SULT gene expression can be altered by pharmacologic chemicals. The synthetic glucocorticoid DEX has been shown to alter SULT mRNA expression and enzyme activity (Liu and Klaassen, 1996c). In addition, the antiglucocorticoid compound PCN induces SULT mRNA expression and enzyme activity (Liu and Klaassen, 1996c). Both DEX and PCN are known to induce expression of the cytochrome P-450 3A subfamily (Elshourbagy et al., 1981; Heuman et al., 1982; Scheutz et al., 1984). Dexamethasone induced SULT1A1 mRNA in both male and female rats and had isoform-specific effects on expression of hydroxysteroid SULTs in male and female rats. SULT1B1 mRNA, like SULT1A1, was markedly inducible (5-fold) by DEX in male rats, and the marked induction of SULT1B1 mRNA was reflected by a subsequent significant induction of SULT1B1 protein. However, in contrast to the other phenol SULTs, SULT1B1 mRNA was also inducible by PCN in male rats. SULT1B1 mRNA was not inducible by DEX in female rats, but PCN did elicit a small (2-fold) but significant increase in SULT1B1 mRNA. The smaller increase in SULT1B1 mRNA caused by PCN was not mimicked at the protein level.
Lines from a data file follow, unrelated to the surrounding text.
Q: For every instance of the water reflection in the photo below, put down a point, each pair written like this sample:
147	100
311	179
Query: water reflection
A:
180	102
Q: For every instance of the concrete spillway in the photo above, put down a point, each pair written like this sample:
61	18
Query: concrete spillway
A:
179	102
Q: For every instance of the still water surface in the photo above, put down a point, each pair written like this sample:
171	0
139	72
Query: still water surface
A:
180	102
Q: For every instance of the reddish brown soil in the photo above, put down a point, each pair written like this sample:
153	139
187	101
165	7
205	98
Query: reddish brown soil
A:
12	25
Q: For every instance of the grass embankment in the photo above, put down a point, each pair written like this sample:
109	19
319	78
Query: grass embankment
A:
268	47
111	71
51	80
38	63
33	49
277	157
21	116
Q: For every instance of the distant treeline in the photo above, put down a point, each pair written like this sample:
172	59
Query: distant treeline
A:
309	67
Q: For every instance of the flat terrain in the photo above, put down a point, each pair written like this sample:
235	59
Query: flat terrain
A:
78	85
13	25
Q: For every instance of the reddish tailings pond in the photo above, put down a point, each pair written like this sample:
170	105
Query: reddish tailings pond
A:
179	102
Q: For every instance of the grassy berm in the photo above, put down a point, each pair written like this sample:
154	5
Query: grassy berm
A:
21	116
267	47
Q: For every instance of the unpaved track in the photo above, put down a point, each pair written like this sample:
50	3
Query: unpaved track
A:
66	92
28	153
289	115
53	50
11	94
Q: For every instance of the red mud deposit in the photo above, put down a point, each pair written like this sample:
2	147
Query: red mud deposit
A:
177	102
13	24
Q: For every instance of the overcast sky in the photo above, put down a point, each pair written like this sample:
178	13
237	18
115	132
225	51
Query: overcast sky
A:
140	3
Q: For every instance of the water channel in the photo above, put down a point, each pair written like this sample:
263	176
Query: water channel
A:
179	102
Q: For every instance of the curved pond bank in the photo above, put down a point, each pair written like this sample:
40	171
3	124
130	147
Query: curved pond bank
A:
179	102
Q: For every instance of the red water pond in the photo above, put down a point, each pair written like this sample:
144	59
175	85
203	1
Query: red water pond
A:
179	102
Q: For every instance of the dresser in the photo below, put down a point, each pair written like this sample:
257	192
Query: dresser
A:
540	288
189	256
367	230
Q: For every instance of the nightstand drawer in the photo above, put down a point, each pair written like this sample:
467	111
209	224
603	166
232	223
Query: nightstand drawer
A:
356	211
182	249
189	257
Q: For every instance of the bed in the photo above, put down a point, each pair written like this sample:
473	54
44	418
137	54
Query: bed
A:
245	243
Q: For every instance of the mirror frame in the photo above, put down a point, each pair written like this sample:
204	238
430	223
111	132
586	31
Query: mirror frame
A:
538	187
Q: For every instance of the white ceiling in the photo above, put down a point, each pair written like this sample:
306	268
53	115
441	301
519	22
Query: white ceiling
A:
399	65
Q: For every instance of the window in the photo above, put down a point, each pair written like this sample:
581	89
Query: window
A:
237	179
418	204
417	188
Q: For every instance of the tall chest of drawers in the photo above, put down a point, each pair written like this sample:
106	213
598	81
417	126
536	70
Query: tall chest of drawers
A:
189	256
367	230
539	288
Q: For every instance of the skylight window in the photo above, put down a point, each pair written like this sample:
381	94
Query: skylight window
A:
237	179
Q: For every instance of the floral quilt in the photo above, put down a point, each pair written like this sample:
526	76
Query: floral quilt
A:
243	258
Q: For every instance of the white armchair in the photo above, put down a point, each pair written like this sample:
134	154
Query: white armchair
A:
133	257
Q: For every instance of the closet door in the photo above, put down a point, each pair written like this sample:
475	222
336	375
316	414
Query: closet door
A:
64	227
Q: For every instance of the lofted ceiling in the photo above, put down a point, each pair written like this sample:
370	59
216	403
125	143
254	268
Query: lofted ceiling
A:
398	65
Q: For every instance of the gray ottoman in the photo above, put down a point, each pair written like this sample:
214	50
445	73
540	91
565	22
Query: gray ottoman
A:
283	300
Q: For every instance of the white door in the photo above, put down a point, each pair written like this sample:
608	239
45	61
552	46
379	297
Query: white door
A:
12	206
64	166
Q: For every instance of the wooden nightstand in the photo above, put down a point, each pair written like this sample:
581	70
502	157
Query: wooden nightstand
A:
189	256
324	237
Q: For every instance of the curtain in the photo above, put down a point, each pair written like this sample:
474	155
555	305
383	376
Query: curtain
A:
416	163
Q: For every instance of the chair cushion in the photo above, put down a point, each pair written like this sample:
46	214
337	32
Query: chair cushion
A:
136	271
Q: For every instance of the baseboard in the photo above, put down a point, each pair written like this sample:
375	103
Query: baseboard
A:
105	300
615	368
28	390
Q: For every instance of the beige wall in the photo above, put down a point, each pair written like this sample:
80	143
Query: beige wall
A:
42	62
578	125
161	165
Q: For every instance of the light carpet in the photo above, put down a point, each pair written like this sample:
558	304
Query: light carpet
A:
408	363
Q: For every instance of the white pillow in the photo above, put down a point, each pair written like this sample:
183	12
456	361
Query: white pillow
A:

In conclusion, SULT1B1 is unique among the phenol SULT family of enzymes (SULT1 family). SULT1B1 is present at similar levels in both adult male and female rats and does not exhibit sex-specific expression like other SULT isoforms. SULT1B1 is not regulated by hormones that are controlled at the level of the pituitary. Despite the differences in physiological hormone control of SULT1B1, this isoform is inducible by the synthetic glucocorticoid DEX (male rats). SULT inducibility by synthetic glucocorticoids (e.g., DEX) implies that endogenous glucocorticoids may play a role in the control of SULT1B1 expression, and this possibility is currently under investigation.